Le projet de loi relatif à l’organisation et à la transformation du système de santé, présenté en conseil des ministres par la ministre Agnès Buzyn ce 13 février, doit venir régler le problème des déserts médicaux, toujours plus prégnant dans les territoires. Or, après le volet médecine de ville, c’est désormais la refonte des hôpitaux de proximité qui s’attire les critiques.
La réforme des mode d’exercice des professionnels de santé libéraux, avec notamment le renforcement des Communautés professionnels territoriales de santé (CPTS), a reçu un accueil défavorable des médecins et des infirmiers. Les négociations avec l’assurance maladie sont toujours en cours.
Après cette première salve, le ministère doit désormais faire face à une fronde des élus locaux qui refusent eux la transformation de centres hospitaliers en hôpitaux de proximité.

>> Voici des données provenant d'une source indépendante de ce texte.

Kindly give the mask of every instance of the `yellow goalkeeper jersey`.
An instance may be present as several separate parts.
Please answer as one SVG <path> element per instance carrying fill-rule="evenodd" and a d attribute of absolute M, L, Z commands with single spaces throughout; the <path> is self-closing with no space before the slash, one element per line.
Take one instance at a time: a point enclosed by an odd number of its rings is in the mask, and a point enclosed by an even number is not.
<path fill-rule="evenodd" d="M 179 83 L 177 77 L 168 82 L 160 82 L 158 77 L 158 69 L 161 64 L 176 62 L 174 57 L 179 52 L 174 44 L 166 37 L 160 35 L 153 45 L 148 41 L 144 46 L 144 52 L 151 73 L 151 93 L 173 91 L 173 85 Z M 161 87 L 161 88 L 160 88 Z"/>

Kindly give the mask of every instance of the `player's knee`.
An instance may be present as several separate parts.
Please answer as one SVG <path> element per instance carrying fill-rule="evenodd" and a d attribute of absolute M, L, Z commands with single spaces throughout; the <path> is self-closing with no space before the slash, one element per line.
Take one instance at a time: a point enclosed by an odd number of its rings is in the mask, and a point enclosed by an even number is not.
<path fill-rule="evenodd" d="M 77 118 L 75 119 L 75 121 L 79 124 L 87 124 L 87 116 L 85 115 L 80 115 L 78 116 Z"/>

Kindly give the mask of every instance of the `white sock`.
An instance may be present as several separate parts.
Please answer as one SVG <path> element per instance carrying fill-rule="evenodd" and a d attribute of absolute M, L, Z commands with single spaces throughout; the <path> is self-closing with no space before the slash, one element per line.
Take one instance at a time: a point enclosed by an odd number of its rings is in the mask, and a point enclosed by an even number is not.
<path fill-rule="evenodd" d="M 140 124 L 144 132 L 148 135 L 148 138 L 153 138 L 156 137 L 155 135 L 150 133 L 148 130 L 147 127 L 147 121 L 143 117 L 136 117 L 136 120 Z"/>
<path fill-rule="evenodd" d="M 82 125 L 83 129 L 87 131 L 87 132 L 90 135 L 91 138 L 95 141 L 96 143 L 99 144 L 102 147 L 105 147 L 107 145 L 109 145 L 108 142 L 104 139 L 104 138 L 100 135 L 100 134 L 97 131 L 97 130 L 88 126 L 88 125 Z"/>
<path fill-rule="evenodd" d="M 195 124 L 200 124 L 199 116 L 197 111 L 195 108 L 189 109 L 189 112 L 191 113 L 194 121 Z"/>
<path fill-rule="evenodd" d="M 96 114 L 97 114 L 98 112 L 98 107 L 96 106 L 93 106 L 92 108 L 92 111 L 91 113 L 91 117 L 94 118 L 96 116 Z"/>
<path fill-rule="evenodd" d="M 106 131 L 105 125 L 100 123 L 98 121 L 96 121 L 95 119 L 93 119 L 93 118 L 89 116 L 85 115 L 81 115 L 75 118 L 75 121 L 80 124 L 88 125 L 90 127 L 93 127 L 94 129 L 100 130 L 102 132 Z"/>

Transformation des hôpitaux
« Les premières pistes connues de la loi qui sera présentée mercredi [13 février, Ndlr] ne répondent que partiellement à la réforme annoncée par le Président » Emmanuel Macron en septembre, regrettaient les présidents de l’AMF, l’ADF et Régions de France et de la Fédération hospitalière de France (FHF) dans un tribune, le 10 février, dans le JDD.
Lors de sa présentation de « Ma santé 2022 », en septembre 2018, le Président avait parlé de partir des territoires pour réorganiser la santé. Mais il avait également souligné le besoin de fermer des services… « Je ne laisserai jamais ouvert un service dans lequel aucun d’entre nous n’enverrait ses enfants », avait-il déclaré.
Et le passage d’un peu plus de 200 hôpitaux de proximité à près de 600 doit justement se faire en transformant des hôpitaux existants. Ces derniers vont donc perdre certains de leurs services pour entrer dans le moule réglementaire des hôpitaux de proximité…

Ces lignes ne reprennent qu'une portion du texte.